APSSC: What are some of the mistakes you see graduate students making today?

Jeffrey Scott Mio: Some students feel they can do everything, and they try to design a dissertation project that will answer every possible question, which no one study can do. The other type of mistake students make is when they have too narrow a focus and consequently shut out professors who can help them. They need to develop a mentoring relationship with their professors, and select a dissertation topic that is within the domain of their major advisor.

APSSC: What are some of the qualities mentors seek when selecting a graduate student apprentice?

Mio: I used to teach at Washington University, a PhD granting institution, and the professors would see which students had an interest in their area of research and select them into their programs. Likewise, if a student wanted to get into a particular program because the professor published research in areas that interested them, then that student would select that professor based on their area of research.

APSSC: What if a student (undergraduate) has no idea what their interests are?

Mio: Many programs are set up so that the first year or two students take various courses, and at the end of each course they do a research proposal. This range of courses offer an opportunity for the student to see what kind of research they want to do and then they can choose the appropriate mentor.

APSSC: What advice would you give students who want to enter academia?

Mio: To look for as many opportunities as possible to present and publish. The model for departments hiring people is based on tenure, so people select those who they know will get tenure at the end of the tenure period. If a student can publish various publications, either as a reviewer or in the press, this will help their chances of getting into an academic program.

APSSC: If you could design an ideal graduate program, what would that look like?
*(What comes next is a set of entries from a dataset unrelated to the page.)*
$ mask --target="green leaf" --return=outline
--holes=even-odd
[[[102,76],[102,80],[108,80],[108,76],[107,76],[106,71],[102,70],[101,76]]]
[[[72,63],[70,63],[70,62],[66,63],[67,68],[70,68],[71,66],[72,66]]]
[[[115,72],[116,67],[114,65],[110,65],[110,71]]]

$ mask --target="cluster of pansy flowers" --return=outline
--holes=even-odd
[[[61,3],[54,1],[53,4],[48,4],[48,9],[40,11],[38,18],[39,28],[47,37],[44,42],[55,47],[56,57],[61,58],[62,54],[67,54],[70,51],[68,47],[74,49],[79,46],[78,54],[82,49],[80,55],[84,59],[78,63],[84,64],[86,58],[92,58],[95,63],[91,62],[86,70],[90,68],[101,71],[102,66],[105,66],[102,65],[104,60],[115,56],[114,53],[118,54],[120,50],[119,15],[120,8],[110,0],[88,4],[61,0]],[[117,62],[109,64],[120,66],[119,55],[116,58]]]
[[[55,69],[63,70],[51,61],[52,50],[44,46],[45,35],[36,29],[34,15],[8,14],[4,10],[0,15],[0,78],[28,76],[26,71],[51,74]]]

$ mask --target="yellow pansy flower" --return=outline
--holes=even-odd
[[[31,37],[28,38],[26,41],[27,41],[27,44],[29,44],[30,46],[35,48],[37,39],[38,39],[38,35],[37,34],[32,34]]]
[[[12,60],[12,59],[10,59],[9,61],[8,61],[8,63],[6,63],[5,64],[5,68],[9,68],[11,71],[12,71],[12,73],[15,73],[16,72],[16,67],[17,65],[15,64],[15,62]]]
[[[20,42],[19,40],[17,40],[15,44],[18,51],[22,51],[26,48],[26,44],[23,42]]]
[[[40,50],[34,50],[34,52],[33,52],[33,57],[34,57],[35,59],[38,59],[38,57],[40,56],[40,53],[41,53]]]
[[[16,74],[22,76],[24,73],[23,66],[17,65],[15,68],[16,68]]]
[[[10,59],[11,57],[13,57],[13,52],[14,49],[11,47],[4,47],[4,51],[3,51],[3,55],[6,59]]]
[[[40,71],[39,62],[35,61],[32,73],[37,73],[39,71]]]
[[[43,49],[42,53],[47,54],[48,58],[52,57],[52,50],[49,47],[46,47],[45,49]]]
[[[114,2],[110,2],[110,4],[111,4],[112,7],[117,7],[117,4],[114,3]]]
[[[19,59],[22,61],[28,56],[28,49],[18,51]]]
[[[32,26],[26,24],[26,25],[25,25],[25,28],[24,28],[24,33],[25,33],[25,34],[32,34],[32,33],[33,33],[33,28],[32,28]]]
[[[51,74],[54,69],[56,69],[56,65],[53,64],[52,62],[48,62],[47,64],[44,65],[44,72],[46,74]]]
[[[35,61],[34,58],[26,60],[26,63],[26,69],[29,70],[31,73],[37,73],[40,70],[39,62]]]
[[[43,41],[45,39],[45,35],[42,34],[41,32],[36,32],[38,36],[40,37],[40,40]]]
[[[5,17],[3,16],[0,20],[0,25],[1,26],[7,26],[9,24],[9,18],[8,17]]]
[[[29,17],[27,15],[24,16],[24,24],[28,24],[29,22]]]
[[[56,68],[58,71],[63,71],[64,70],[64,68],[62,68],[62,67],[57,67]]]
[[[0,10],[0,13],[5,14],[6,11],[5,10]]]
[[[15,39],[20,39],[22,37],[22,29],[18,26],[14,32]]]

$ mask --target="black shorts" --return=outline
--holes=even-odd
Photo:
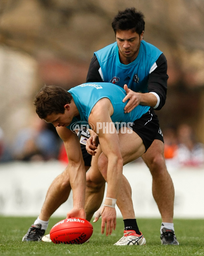
[[[155,139],[159,139],[164,142],[159,120],[152,108],[150,108],[148,112],[142,116],[139,119],[134,121],[133,123],[132,128],[142,140],[146,151]],[[90,137],[90,134],[87,130],[85,129],[83,131],[80,131],[78,135],[85,166],[90,166],[92,156],[86,150],[85,142],[86,138],[88,138]]]
[[[159,133],[160,129],[158,118],[152,108],[134,121],[132,128],[142,140],[146,151],[155,139],[162,140],[163,137]]]
[[[77,135],[81,146],[84,165],[85,166],[90,166],[92,156],[89,155],[86,149],[86,140],[90,137],[90,134],[88,130],[84,129],[82,131],[79,131]]]

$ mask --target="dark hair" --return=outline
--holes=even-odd
[[[36,112],[41,119],[53,113],[63,114],[65,110],[64,106],[69,104],[72,99],[71,94],[63,88],[45,85],[35,97]]]
[[[127,8],[124,11],[119,11],[112,22],[112,27],[115,34],[118,30],[132,29],[139,35],[144,30],[144,16],[135,8]]]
Mio: I would like to see programs make more of a commitment to teaching multicultural issues. This could be done as a course, a cluster of courses, field placement, or as a comprehensive examination. There’s broad latitude given to people who want to fulfill this requirement and yet there are still programs that resist it. There hasn’t been one instance where an institution has been denied accreditation on the sole basis of not providing multicultural experiences. The theory in America is that students at a PhD granting institution gain broad experience in their first few years and then they begin to focus on dissertation topics during their last two years. In other countries, students are encouraged to explore their interests in middle school and high school, so that by the time they are undergraduates they are already focusing on these interests.

APSSC: What advice would you give an undergraduate student applying to graduate school?

Mio: They should begin preparing in their junior year by looking for opportunities to work with professors. Graduate schools look for students who have research experience, and this can be transferred to any type of experience the student will be conducting at the graduate level. Not only that, but if a student has high grades in addition to research experience, and then this will be noted in their letters of recommendation when they apply to school in the fall.